Problem:
I have std::map of objects called resources. A resource is an object which supports set/get operations of the members inside resource. A set OR get operation also does many other things which are performance heavy. I also need to support an operation to delete a resource from map itself. So there is a possibility when there is a set/get operation is going on resource object. A Resource itself gets deleted and it would cause memory corruption. The Delete resource operation is very infrequent. once in billion.
I have tried to use pthread read-write locks to achieve the thread consistency, but it has a performance impact. Later I tried atomics to solve this problem. here is the code.
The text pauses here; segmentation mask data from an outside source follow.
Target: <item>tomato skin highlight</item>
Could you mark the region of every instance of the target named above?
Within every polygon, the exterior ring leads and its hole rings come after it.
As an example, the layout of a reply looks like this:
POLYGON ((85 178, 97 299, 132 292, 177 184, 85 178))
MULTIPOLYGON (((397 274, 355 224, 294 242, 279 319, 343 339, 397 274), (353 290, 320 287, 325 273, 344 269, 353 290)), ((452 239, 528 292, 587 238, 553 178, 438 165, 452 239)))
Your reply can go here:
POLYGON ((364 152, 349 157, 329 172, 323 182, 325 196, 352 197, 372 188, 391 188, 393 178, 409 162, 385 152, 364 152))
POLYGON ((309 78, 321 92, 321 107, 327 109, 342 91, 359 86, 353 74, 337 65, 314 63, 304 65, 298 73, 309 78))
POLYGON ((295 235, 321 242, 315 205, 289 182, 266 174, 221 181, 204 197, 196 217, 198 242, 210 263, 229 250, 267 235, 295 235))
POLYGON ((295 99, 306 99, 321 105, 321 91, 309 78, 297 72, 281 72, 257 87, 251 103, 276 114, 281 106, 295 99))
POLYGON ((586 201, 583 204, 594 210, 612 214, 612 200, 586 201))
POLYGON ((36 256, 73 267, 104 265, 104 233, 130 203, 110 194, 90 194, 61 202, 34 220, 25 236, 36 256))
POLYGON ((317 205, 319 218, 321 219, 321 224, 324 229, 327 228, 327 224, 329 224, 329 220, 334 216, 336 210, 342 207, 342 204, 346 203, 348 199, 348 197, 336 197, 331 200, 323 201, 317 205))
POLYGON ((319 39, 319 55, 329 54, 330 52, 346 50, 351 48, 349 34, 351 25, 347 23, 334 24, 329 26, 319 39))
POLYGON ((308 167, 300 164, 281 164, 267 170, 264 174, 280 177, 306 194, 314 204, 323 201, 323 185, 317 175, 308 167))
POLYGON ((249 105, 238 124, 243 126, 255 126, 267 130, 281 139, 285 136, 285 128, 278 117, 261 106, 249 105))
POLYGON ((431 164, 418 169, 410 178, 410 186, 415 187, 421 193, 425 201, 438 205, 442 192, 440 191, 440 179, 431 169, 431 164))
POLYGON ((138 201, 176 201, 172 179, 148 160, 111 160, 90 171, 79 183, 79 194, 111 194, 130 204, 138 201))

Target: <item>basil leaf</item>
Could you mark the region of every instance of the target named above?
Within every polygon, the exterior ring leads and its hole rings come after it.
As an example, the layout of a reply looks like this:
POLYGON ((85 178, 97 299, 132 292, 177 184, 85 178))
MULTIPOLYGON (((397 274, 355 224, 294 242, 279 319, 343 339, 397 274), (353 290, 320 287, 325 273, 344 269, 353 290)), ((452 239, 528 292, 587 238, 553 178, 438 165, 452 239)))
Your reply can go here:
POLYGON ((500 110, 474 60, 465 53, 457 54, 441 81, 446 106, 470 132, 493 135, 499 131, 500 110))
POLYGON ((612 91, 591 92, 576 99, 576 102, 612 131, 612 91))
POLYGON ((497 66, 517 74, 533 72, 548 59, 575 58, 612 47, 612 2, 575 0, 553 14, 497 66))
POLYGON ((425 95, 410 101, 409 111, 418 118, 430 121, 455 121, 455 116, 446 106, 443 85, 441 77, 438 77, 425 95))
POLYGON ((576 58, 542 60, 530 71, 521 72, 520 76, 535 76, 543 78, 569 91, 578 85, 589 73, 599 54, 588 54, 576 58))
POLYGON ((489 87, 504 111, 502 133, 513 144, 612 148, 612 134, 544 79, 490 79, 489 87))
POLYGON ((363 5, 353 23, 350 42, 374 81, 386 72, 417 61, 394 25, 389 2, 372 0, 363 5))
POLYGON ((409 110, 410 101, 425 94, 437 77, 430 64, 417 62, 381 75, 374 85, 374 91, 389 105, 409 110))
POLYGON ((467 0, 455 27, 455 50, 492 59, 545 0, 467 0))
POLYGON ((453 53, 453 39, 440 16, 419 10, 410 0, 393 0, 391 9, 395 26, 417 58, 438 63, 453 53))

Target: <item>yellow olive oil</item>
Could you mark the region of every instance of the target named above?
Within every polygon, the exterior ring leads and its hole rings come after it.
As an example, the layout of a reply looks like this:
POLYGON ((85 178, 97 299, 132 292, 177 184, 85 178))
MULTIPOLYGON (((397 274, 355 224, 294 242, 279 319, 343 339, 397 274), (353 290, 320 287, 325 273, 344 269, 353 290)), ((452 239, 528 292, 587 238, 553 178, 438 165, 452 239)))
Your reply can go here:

std::atomic<bool> g_changeInProgress{false}; // used to block all reader threads
std::atomic<int> g_readers{0}; // used to block delete thread
READER threads
LOOP:
while(g_changeInProgress) {
std::this_thread::yield(); // give opportunity to schedule to other threads
}
g_readers++;
if(g_changeInProgress) {
g_readers--;
goto LOOP;
}
// DO SET/GET opration with the resource
// this portion should not execute in parallel to delete
g_readers--;
Delete thread
g_changeInProgress = true;
while(g_readers) {} // busy loop untill no readers left
/* Delete the Resource here */
g_changeInProgress = false;
This code snippet seems to work fine for me and much faster than pthread read-write locks. Question: In Delete thread is there any possibility compiler can reorder the instruction that would make this code to fail terribly?
Any lighter atomic lock implementation is possible than this?